Das neue Zauberwort der französischen Politik heißt „Progressisme“, auf Deutsch: Progressivismus. Seit einigen Wochen taucht es in Reden von Emmanuel Macrons Verbündeten immer wieder auf. Zum Beispiel in der Pressekonferenz des – bis vor Kurzem – Parteivorsitzenden der République en marche und inzwischen neuen Innenministers Christophe Castaner. Kaum war die Sommerpause vorbei, appellierte er, „die Identität des Progressivismus zu erneuern, um den ideologischen Korpus (der Partei) zu entwickeln“. Und auch der französische Präsident, der sich in seinem Buch „Revolution“ als Progressivist darstellt, scheint das Wort inzwischen wiederentdeckt zu haben.

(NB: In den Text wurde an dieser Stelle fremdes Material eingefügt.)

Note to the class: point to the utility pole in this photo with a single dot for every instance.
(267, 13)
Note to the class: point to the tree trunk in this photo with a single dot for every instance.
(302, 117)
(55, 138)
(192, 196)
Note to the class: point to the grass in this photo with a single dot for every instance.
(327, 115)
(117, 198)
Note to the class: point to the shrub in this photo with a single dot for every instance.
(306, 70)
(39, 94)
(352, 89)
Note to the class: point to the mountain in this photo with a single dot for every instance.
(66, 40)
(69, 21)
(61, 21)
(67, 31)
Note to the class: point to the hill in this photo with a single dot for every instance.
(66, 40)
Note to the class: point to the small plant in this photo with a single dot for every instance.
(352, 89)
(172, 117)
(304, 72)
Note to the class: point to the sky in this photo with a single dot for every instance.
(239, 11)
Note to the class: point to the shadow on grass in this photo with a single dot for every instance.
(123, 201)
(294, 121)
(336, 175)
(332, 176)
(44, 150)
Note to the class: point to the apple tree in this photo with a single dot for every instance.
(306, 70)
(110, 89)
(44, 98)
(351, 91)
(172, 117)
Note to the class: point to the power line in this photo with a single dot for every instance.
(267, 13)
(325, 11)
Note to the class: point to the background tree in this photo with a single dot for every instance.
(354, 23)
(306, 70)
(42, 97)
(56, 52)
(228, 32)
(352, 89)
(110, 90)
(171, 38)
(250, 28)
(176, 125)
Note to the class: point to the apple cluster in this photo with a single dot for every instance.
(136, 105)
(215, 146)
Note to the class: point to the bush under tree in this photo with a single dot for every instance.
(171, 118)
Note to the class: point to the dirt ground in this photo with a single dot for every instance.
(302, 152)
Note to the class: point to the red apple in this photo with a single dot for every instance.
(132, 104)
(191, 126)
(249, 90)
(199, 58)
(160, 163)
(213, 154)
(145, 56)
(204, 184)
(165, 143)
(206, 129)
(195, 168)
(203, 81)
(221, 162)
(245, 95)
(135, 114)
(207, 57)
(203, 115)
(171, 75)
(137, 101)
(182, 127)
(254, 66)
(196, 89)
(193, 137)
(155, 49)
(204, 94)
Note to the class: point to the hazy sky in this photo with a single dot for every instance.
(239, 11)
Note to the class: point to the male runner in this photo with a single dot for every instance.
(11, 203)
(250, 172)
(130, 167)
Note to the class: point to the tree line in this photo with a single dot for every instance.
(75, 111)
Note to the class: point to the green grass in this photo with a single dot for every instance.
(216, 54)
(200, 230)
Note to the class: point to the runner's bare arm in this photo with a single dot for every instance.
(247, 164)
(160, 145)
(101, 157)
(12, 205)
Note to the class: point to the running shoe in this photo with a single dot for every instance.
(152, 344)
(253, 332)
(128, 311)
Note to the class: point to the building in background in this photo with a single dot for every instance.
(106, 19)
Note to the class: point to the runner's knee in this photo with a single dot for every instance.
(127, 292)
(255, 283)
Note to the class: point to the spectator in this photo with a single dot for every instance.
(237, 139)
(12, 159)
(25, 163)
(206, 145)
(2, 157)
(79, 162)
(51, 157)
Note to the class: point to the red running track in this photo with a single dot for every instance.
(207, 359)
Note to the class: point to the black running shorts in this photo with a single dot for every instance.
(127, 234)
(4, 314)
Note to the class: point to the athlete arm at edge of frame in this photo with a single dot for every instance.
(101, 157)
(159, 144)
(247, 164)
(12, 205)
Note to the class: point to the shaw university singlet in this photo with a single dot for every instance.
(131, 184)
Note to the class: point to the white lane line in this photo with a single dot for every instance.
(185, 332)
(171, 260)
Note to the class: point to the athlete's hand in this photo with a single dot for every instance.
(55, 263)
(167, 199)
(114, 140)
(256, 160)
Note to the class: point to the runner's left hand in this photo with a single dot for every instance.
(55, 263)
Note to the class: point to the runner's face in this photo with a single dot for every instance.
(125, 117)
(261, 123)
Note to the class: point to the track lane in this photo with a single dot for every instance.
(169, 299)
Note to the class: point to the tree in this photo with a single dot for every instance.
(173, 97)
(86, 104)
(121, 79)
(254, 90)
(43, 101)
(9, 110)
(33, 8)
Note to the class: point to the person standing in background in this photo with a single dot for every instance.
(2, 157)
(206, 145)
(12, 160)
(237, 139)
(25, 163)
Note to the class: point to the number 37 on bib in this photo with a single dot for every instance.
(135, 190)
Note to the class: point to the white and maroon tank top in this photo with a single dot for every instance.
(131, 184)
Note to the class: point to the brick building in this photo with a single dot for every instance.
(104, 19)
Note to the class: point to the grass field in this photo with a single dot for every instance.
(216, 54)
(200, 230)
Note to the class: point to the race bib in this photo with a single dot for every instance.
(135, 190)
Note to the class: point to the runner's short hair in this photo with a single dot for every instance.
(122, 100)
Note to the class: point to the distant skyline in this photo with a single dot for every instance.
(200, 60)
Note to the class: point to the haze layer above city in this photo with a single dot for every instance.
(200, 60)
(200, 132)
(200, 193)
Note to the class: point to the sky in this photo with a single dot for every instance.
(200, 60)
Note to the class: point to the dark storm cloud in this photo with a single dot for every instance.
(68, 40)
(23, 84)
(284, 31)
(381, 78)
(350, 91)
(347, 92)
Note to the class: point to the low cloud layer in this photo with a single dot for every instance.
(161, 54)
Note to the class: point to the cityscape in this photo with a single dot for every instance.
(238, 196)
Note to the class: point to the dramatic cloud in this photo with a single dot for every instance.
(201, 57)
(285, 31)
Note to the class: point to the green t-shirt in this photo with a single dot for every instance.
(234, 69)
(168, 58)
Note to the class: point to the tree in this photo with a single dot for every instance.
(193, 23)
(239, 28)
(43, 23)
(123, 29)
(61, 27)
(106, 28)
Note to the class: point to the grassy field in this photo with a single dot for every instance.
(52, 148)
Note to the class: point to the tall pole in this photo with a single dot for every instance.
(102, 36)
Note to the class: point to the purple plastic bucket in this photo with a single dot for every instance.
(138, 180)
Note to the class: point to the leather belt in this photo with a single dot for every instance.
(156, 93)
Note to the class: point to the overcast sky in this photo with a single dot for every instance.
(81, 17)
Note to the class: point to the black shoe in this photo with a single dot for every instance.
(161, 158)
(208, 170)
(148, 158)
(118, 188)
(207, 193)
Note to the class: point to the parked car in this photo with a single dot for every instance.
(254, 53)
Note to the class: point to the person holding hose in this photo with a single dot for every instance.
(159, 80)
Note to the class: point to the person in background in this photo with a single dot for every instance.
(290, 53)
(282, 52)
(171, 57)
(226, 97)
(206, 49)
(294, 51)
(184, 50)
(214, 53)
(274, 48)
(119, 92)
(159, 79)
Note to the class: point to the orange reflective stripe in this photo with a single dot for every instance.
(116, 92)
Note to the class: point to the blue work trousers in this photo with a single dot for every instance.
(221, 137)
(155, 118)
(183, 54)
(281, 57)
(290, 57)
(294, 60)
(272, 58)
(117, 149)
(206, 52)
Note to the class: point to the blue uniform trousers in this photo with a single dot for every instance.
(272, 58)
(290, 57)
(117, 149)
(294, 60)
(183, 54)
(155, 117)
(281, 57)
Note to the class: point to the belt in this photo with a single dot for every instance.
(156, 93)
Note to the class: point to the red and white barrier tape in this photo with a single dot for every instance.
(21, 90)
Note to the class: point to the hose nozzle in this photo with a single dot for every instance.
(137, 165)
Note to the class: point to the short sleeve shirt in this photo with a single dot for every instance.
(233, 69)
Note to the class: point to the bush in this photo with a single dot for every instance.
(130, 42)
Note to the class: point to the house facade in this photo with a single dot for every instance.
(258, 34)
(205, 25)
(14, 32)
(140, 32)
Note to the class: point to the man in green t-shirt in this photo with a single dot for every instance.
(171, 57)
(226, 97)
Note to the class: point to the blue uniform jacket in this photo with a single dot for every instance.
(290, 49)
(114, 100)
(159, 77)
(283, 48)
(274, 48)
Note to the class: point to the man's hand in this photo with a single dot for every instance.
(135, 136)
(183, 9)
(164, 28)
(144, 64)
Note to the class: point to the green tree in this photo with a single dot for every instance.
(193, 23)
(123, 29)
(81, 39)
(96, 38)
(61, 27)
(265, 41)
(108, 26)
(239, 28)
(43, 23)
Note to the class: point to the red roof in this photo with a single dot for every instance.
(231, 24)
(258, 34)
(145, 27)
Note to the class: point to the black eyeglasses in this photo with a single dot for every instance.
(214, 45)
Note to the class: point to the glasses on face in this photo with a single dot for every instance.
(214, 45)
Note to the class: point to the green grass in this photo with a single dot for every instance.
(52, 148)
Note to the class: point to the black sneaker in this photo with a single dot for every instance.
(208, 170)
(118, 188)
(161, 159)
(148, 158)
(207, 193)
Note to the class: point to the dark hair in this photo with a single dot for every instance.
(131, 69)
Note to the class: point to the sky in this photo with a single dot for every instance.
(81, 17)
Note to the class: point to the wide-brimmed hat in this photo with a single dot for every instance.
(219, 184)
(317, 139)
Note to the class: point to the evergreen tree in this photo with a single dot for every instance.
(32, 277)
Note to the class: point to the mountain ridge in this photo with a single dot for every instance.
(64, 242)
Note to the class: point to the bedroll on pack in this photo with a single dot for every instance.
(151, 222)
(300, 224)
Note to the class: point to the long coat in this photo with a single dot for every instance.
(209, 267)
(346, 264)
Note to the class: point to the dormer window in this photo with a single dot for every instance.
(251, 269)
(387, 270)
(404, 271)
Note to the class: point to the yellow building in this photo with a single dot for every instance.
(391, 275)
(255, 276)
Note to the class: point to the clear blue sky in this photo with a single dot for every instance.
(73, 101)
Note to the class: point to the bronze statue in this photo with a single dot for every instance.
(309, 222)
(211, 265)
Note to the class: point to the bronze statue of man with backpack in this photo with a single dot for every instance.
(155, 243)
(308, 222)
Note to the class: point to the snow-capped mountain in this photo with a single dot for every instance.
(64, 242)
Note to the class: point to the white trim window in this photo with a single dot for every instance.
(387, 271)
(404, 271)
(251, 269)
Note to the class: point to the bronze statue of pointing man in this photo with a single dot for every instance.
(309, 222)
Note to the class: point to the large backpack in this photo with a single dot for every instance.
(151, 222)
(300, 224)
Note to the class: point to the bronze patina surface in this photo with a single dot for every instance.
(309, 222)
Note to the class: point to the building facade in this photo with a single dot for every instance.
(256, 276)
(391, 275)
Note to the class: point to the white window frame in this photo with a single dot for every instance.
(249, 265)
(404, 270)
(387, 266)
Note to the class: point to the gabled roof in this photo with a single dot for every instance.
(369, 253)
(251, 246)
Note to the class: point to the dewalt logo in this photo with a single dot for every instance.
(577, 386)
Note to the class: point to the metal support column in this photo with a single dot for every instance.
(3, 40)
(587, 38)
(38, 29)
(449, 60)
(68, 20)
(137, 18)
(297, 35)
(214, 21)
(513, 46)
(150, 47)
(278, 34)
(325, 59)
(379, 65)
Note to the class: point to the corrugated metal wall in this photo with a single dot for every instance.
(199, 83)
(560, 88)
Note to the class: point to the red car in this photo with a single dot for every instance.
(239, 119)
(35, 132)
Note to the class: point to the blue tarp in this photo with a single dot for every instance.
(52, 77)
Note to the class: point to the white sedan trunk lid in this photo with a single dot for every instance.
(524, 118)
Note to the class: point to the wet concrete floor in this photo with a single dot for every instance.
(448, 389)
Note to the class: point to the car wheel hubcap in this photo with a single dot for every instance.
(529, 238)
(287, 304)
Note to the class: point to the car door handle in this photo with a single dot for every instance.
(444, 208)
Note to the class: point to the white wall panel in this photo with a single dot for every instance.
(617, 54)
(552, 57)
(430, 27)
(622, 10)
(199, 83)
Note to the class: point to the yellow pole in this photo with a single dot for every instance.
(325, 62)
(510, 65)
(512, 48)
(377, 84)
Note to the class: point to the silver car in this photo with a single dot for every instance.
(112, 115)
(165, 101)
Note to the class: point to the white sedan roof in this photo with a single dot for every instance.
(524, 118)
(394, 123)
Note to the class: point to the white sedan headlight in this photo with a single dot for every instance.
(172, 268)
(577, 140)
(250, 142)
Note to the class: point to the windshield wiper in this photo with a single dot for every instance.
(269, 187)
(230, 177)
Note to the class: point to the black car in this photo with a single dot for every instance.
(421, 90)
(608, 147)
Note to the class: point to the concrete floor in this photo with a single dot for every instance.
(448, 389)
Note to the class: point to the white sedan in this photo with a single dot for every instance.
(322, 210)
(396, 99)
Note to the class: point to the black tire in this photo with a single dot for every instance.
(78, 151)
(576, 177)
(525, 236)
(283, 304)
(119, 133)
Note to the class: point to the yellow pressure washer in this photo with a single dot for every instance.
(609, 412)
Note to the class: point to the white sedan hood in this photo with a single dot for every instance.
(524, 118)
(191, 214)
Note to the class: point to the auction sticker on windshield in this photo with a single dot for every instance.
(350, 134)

Der Progressivismus ist ein Begriff mit Doppelfunktion. Zum einen soll er signalisieren, dass die Kampagne für die Europawahl im kommenden Jahr begonnen hat. Macron strebt – in Opposition zu rechtsnationalen Europaentwürfen – einen breiten Zusammenschluss von proeuropäischen „Demokraten und Progressivisten“ an. Zum anderen soll der Begriff der Regierung in Paris neuen Elan geben. In den letzten Monaten häuften sich innenpolitische Schwierigkeiten. Ein großer Teil der Bevölkerung zweifelt an der Richtigkeit der Reformen, die Beliebtheitswerte des Präsidenten sind im Umfragetief. Der Rücktritt von zwei Star-Ministern mit symbolischer Strahlkraft, Umweltminister Nicolas Hulot und Innenminister Gérard Collomb, sowie die langwierige und mühsame Kabinettsumbildung, unterminieren die politische Autorität Emmanuel Macrons. Für ihn und sein Team geht es nun darum, Glaubwürdigkeit zurückzugewinnen –sowohl innenpolitisch, als auch auf europäischer Ebene.
Eine neue Polarisierung
Ehrgeiz, Voluntarismus und Transgression von politischen Regeln: Mit diesen Botschaften ist Macron an die Macht gekommen. Seit Jahren herrscht in Frankreich Misstrauen gegenüber den etablierten Parteien und der politischen Elite, die sich nicht allein mit der personellen, sondern vor allem mit der ideellen Erneuerung schwertut. Im Laufe der Zeit verlor die Regierungsarbeit Legitimität und die öffentliche Hand büßte an Handlungsfähigkeit ein. Davon profitiert seit den achtziger Jahren der Front National, der sich vor Kurzem in Rassemblement National unbenannte. In diesem Kontext versprach Macron, die traditionelle Links-Rechts-Trennlinie der französischen Parteienlandschaft zu überwinden und Politik wieder handlungsfähig zu machen.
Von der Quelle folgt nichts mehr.